2.6 Experiments: We first employed univariate feature selection using information gain and the
two-sample t-test for unequal variance, to identify salient features that are associated with AF. We also employed polychoric correlation to determine the association between the pertinent features identified by the feature selection method and the outcome variable (AF/No-AF). We represented patients using the reduced set of features and trained simple classifiers as baseline, as described earlier. To address the data imbalance challenge, we applied the combination of under- and over-sampling to obtain a balanced training set, which was then used to train the four simple classifiers, and the ensemble classifier comprising logistic regression and naïve Bayes. Each of the classifiers was trained and tested using five-fold cross-validation, in which the data is partitioned into five equal subsets – and five iterations of learning are performed, each of which uses 80% (4 of the subsets) for training while the fifth (leftout) subset is used for testing. After each training iteration, we evaluated the performance of the resulting classifier on the imbalanced test set in terms of specificity, sensitivity and the area under the ROC curve. We ran 10 complete sets of 5-fold cross validation experiments, for a total of 50 runs; the performance reported is averaged over these 50 runs.

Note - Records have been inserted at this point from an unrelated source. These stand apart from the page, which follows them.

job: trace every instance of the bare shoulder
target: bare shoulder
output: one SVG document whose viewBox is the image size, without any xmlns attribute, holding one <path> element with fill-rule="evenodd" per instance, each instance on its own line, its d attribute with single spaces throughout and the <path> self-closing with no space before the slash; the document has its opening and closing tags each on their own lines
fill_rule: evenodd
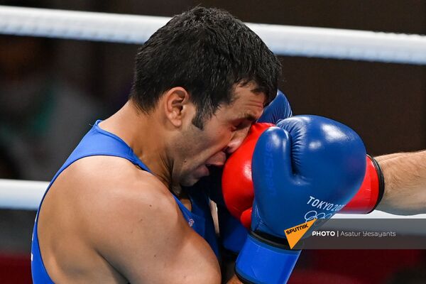
<svg viewBox="0 0 426 284">
<path fill-rule="evenodd" d="M 89 220 L 99 222 L 108 217 L 111 222 L 124 217 L 130 222 L 136 212 L 150 213 L 151 219 L 177 213 L 176 202 L 167 187 L 127 160 L 88 157 L 67 171 L 64 178 L 66 183 L 72 183 L 71 195 L 78 196 L 75 205 L 82 213 L 89 213 L 86 215 Z"/>
<path fill-rule="evenodd" d="M 104 158 L 82 159 L 68 173 L 80 180 L 72 187 L 97 251 L 131 283 L 220 283 L 214 253 L 167 187 L 126 160 Z"/>
</svg>

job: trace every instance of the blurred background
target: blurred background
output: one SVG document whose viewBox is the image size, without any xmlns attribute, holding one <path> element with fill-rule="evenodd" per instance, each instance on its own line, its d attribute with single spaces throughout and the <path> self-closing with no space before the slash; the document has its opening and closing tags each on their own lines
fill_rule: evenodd
<svg viewBox="0 0 426 284">
<path fill-rule="evenodd" d="M 426 33 L 426 1 L 420 0 L 0 0 L 0 5 L 165 16 L 202 5 L 246 22 Z M 0 35 L 0 178 L 50 180 L 90 124 L 126 102 L 137 47 Z M 280 88 L 294 114 L 349 125 L 373 155 L 426 148 L 426 67 L 280 60 Z M 0 283 L 31 283 L 35 215 L 0 210 Z M 426 283 L 425 267 L 423 251 L 306 251 L 290 283 Z"/>
</svg>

To address data imbalance we first applied methods that were previously reported in the literature, such as simple oversampling, simple under-sampling, Adaptive Synthetic Sampling Approach (ADASYN)[33] and Meta-classification[34] and found that the performance of our combined under- and over-sampling using SMOTE was superior. Hence, we report only the results obtained using our method (HCM-AF-Risk Model ) which combines under- and over-sampling, and compare this method against the baseline classifiers.
2.7 Comparisons: We also evaluated the performance attained by our model when trained on the dataset where it is represented based on three additional feature sets (Table 3, top three rows). Those feature sets correspond to sets of attributes that were reported as predictive in three seminal AF risk identification studies, namely the Framingham Heart Study,[8] ARIC[10] and CHARGE-AF Consortium[9].